I know that in France guilds were abolished by the National Assembly in 1791, but were they already in decline before the Revolution? What about in the rest of Europe?
The artisan guilds were immensely useful in the Renaissance, when trades tended to concentrate in one town, like books, in Frankfurt, or metalwork, in Nuremburg. There were usually a number of reasons for that concentration. But a big part of it was the difficulty of transportation and the need to pool talents and supplies, to have them available. But that concentrated market meant that there was a real danger of competition driving down profits until everyone in the trade was starving. The guild kept that competition under control, and as well constrained a danger of such competition, that artisans would be tempted to compete with shoddy goods, that were cheaper.

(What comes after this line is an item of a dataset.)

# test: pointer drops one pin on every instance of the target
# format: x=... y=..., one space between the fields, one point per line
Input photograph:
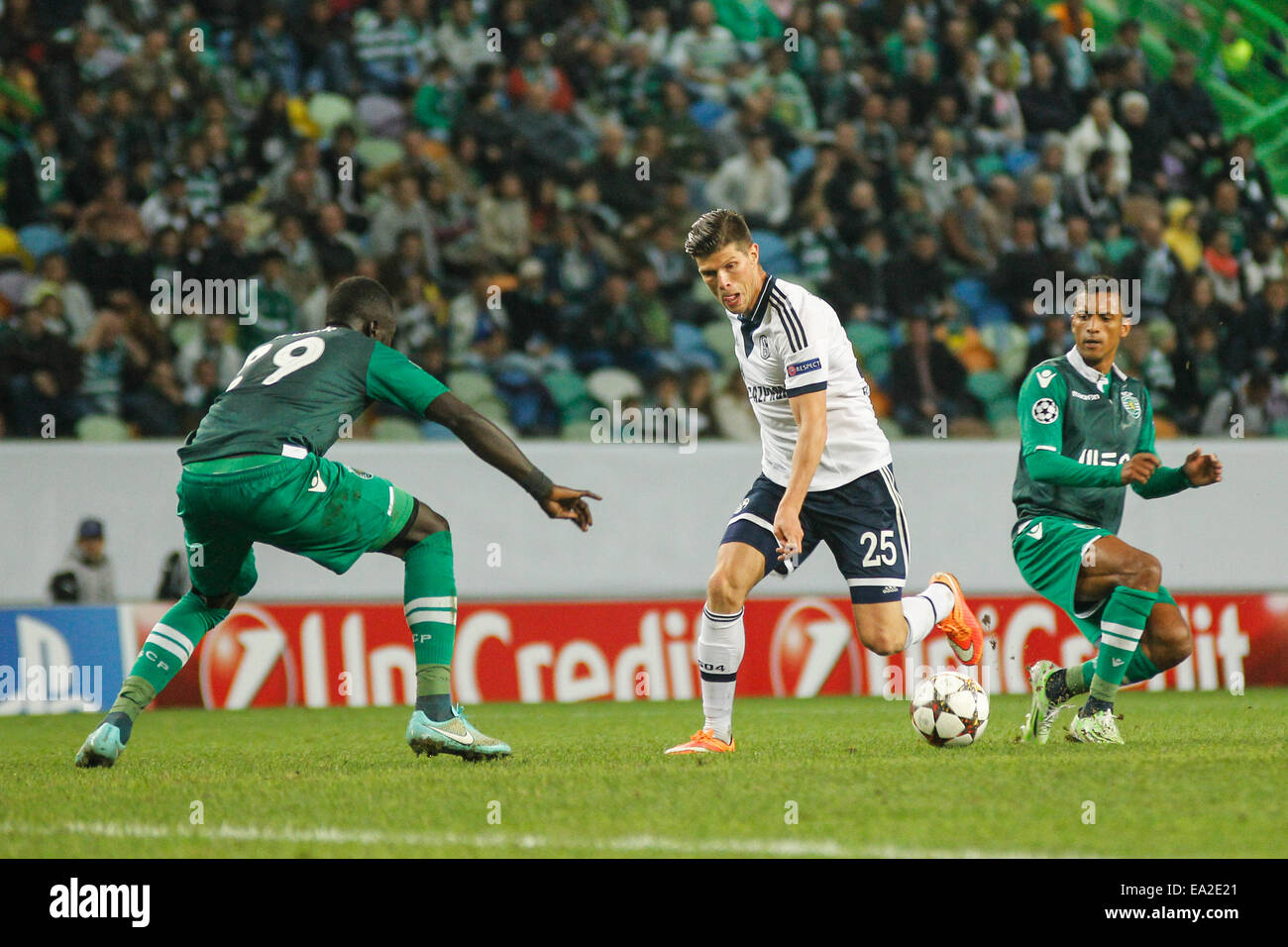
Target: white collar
x=1080 y=365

However, as trade increased, skills and craft knowledge could disperse, and the urban guilds had less and less control. David S. Landes did a nice outline of an example of that in the pocket watch trade. Efforts by a guild to regulate competition within Paris were pointless, if watchmakers could set up in Geneva where it was cheaper, and membership in the Geneva guild was not going to prevent watchmakers from setting up in nearby Jura, where it was cheaper still. Membership in the Gunmakers' Guild in London was not really necessary if a journeyman gunsmith was willing to work in Birmingham. And, of course, by the 18th c., increasingly no one had to travel to Paris to get a watch or London to get a gun- they could order one, and salesmen could travel to foreign markets with watches for sale, from either Geneva or the Jura. While a market was fixed and local, a guild was a handy thing. But when markets could spread and trades could cross borders, guilds could not really be effective.
Landes, David S. ( 1983) Revolution in Time: Clocks and the Making of the Modern World. Harvard University Press.